You might say that John Sawoski is impulsive. After four years at Stanford studying with renowned piano professor Adolph Baller, he decided to go to law school. The reason? “Cole Porter went to law school,” he says. “I wanted to be a composer, so I figured I might as well do that.”
Then, after five weeks at UCLA, Sawoski changed his mind. He and some other law students had just watched a movie together, and “there was a theme from the movie that was pretty catchy,” he recalls. “I went to play it on the piano, and all the students were like, ‘Wait—if you can play piano like that, what are you doing in law school?’” That was the end of his legal career.
Sawoski stayed at UCLA but switched his focus to songwriting, film scoring and record production. Today, he’s a professional composer, keyboardist and producer with a substantial list of achievements. He has played for a presidential inaugural (2001) and for several musicals, including Les Misérables, the Radio City Christmas Spectacular and Disney’s Beauty and the Beast. He has composed, arranged and recorded film and TV scores, and has even appeared on TV (Will & Grace, Veronica’s Closet, Frasier) and the big screen (The Wedding Singer, L.A. Confidential, Man on the Moon). At one point last year, he was working as musical director for the critically acclaimed West Coast premiere of the musical Funny, You Don’t Look Like a Grandmother at the Santa Monica Playhouse while leading a singing group made up of three “Christines” from Broadway’s Phantom of the Opera and recording a demo for a new musical—all within the same month.

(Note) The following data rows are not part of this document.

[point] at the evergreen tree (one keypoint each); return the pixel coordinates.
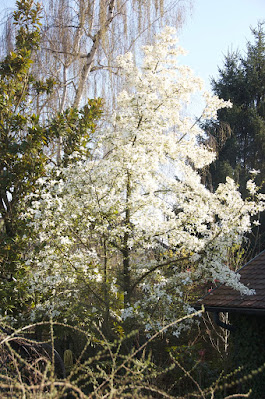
(239, 134)
(24, 139)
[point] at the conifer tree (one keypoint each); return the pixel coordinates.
(239, 134)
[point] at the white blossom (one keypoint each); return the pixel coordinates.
(140, 194)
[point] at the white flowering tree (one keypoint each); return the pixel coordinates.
(128, 232)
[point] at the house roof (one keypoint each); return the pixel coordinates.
(226, 299)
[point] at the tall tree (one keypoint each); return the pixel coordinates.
(134, 223)
(81, 39)
(24, 138)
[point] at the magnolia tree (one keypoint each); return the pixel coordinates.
(129, 231)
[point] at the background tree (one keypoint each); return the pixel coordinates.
(133, 222)
(24, 138)
(239, 134)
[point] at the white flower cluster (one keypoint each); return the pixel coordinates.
(132, 216)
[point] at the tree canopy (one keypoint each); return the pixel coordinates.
(133, 225)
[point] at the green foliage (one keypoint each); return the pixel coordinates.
(25, 142)
(242, 80)
(239, 135)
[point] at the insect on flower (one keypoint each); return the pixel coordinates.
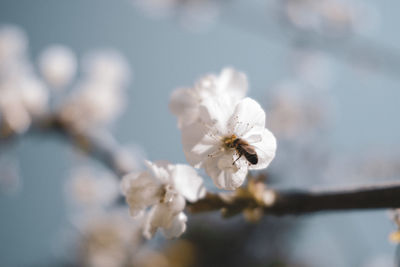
(242, 148)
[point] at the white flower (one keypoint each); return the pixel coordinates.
(164, 187)
(100, 97)
(13, 44)
(185, 102)
(57, 64)
(88, 188)
(212, 142)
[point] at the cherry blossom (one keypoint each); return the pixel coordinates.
(165, 188)
(58, 65)
(211, 143)
(185, 102)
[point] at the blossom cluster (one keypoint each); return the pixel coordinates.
(94, 101)
(223, 131)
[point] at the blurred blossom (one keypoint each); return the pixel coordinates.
(22, 95)
(165, 188)
(185, 102)
(382, 260)
(100, 97)
(193, 14)
(333, 18)
(58, 65)
(13, 44)
(10, 179)
(89, 188)
(108, 239)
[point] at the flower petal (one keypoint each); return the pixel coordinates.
(248, 115)
(178, 226)
(188, 183)
(224, 174)
(198, 143)
(140, 191)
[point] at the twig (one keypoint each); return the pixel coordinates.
(301, 202)
(282, 202)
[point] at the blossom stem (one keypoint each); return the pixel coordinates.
(288, 202)
(298, 202)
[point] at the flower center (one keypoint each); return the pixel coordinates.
(229, 141)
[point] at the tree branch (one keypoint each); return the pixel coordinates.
(279, 202)
(301, 202)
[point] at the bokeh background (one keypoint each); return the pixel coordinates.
(342, 78)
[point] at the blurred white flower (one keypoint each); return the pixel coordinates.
(57, 64)
(185, 102)
(217, 142)
(107, 239)
(99, 98)
(88, 188)
(164, 187)
(333, 18)
(22, 95)
(13, 44)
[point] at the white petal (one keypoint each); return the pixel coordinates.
(198, 143)
(140, 191)
(178, 226)
(58, 65)
(188, 183)
(248, 115)
(216, 112)
(162, 215)
(225, 175)
(160, 170)
(265, 149)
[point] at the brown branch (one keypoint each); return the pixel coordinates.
(280, 202)
(301, 202)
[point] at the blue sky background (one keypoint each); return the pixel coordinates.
(164, 56)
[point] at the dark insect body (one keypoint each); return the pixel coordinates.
(243, 149)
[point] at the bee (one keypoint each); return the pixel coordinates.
(243, 149)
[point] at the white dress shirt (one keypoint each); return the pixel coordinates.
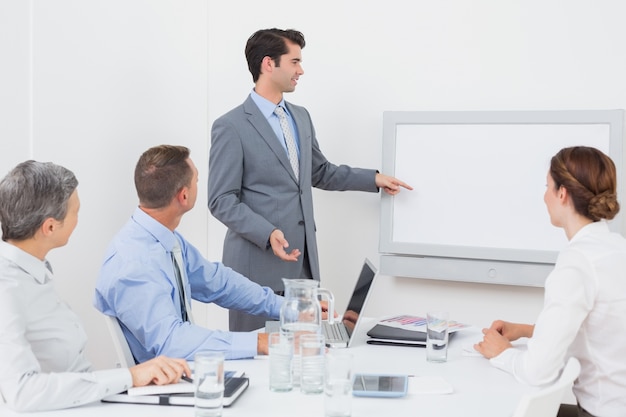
(584, 316)
(42, 362)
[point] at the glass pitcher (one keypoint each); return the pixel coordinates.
(301, 310)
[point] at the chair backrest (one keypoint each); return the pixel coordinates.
(546, 401)
(125, 357)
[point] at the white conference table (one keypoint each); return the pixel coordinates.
(479, 388)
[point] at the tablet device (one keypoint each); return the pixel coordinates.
(380, 385)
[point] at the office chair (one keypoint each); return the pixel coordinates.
(546, 401)
(125, 357)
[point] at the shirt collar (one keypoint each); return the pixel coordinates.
(40, 270)
(265, 106)
(162, 234)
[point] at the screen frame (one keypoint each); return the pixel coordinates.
(468, 262)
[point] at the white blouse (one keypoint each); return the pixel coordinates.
(42, 362)
(584, 316)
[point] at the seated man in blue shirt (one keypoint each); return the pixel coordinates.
(139, 283)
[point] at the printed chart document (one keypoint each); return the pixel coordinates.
(181, 393)
(405, 330)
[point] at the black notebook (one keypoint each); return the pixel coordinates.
(387, 335)
(233, 388)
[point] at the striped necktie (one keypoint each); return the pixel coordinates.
(179, 271)
(289, 140)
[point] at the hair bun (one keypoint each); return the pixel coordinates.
(603, 206)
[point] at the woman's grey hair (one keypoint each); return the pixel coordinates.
(31, 193)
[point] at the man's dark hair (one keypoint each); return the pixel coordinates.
(272, 43)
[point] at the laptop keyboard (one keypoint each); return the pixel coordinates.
(335, 331)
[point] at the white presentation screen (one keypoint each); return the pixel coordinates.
(479, 180)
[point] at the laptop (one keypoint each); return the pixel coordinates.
(338, 334)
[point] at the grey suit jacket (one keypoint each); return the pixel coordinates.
(252, 190)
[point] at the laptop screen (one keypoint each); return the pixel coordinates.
(362, 287)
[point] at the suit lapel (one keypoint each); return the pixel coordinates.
(258, 121)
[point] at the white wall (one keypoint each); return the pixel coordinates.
(91, 84)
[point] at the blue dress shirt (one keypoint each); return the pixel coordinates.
(137, 284)
(267, 109)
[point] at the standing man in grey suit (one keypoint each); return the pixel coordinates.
(263, 163)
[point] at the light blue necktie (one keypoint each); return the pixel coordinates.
(290, 141)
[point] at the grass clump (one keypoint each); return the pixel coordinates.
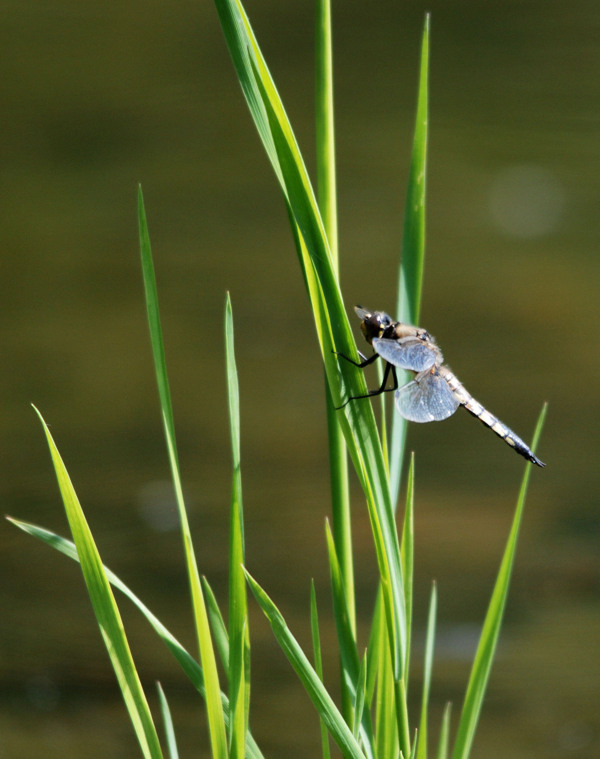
(372, 718)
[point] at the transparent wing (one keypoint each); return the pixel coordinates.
(409, 353)
(426, 399)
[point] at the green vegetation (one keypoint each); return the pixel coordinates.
(373, 718)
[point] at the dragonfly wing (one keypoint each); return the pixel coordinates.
(409, 353)
(426, 399)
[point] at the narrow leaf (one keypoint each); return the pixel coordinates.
(484, 657)
(413, 246)
(214, 708)
(105, 609)
(168, 720)
(323, 702)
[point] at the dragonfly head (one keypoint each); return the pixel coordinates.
(373, 322)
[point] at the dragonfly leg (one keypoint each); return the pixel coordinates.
(382, 389)
(361, 364)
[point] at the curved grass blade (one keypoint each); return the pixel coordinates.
(323, 702)
(105, 609)
(407, 553)
(214, 708)
(239, 640)
(168, 720)
(413, 247)
(357, 420)
(486, 648)
(188, 664)
(326, 193)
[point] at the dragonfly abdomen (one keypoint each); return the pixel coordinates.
(484, 416)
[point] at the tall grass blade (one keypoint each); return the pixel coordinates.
(217, 624)
(350, 664)
(359, 705)
(168, 720)
(188, 664)
(386, 726)
(316, 641)
(105, 609)
(333, 330)
(327, 202)
(323, 702)
(427, 669)
(407, 553)
(413, 247)
(207, 655)
(239, 640)
(484, 656)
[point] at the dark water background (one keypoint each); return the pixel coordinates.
(96, 98)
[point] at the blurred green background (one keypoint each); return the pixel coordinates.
(97, 98)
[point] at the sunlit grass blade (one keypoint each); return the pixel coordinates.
(413, 247)
(427, 669)
(189, 665)
(217, 624)
(484, 656)
(316, 641)
(347, 647)
(327, 201)
(361, 685)
(168, 721)
(407, 551)
(386, 726)
(207, 655)
(444, 739)
(321, 699)
(333, 330)
(324, 119)
(105, 609)
(239, 641)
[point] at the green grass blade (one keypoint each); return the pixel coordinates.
(105, 609)
(217, 624)
(323, 702)
(168, 720)
(357, 420)
(359, 706)
(484, 656)
(413, 246)
(444, 740)
(386, 727)
(327, 200)
(407, 552)
(207, 655)
(239, 640)
(350, 663)
(316, 641)
(325, 154)
(189, 665)
(427, 669)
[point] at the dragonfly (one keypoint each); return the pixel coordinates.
(435, 392)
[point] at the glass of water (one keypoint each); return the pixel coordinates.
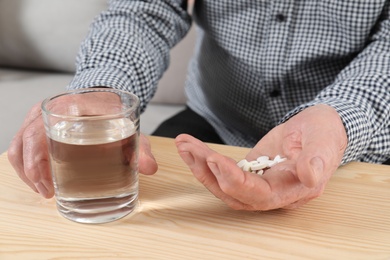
(93, 137)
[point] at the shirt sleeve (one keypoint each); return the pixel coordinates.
(361, 96)
(128, 46)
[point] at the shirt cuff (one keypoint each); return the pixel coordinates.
(354, 120)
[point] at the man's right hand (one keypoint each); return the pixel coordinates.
(28, 154)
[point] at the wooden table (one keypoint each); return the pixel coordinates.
(179, 219)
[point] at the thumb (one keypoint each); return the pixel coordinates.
(147, 162)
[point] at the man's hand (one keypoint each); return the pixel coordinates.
(313, 141)
(28, 154)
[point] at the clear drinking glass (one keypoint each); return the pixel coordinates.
(93, 137)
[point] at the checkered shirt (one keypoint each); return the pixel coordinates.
(256, 62)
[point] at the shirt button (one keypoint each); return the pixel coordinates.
(280, 18)
(275, 93)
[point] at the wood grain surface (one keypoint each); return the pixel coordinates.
(179, 219)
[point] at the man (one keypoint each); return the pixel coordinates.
(308, 80)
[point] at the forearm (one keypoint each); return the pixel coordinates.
(128, 46)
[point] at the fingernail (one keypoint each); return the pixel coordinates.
(42, 189)
(318, 167)
(188, 158)
(214, 168)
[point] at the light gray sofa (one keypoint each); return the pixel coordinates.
(39, 40)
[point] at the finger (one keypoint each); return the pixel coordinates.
(36, 158)
(147, 162)
(15, 150)
(194, 154)
(275, 189)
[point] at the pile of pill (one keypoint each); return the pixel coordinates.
(260, 164)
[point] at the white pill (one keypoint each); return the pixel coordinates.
(242, 163)
(262, 159)
(260, 172)
(255, 165)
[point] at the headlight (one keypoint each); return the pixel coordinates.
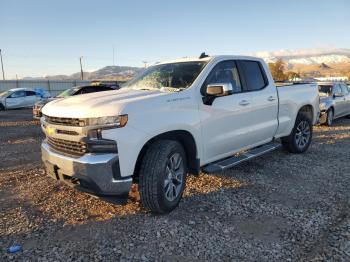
(102, 146)
(112, 121)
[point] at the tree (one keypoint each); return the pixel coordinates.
(277, 70)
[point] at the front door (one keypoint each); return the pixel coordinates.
(264, 110)
(226, 122)
(346, 94)
(339, 103)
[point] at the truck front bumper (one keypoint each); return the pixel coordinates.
(97, 174)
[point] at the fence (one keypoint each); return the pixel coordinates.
(53, 86)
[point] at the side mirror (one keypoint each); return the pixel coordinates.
(219, 89)
(337, 95)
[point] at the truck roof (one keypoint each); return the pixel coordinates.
(208, 58)
(20, 89)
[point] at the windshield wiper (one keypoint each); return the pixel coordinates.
(172, 89)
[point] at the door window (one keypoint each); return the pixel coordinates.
(254, 75)
(337, 89)
(18, 94)
(225, 72)
(344, 89)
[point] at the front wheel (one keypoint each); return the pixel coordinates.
(300, 138)
(163, 176)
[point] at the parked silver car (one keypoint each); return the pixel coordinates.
(18, 98)
(334, 101)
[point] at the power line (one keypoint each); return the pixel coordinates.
(2, 66)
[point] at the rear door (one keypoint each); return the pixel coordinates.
(346, 94)
(264, 106)
(339, 103)
(16, 100)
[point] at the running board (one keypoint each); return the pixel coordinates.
(240, 158)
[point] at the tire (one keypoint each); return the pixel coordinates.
(162, 176)
(300, 138)
(330, 117)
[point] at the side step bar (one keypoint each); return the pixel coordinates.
(240, 158)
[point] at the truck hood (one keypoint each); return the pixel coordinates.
(107, 103)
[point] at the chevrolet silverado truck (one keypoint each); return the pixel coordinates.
(173, 119)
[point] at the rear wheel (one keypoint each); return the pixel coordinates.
(163, 176)
(300, 138)
(330, 117)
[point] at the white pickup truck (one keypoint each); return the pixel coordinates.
(174, 119)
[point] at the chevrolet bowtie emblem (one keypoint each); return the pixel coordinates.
(50, 130)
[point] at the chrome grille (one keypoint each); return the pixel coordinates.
(64, 121)
(65, 146)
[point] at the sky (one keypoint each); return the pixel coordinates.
(41, 38)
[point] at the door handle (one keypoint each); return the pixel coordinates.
(244, 103)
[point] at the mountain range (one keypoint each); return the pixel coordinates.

Sawoski met his future wife, Perviz, in 1996 while playing in the orchestra for a show she was directing. Three years later, they married. They live in Beverly Hills with their 18-month-old daughter, Sophia, whom Sawoski describes as “our biggest project at the moment.” But fatherhood hasn’t slowed him down much. He still runs the company he co-founded in 1999, Swan Orchestral Systems, which sells software and systems that make one or two keyboardists sound like a full orchestra. And this spring, he was preparing to play piano in a workshop production of a major new musical—an operatic adaptation of The Count of Monte Cristo.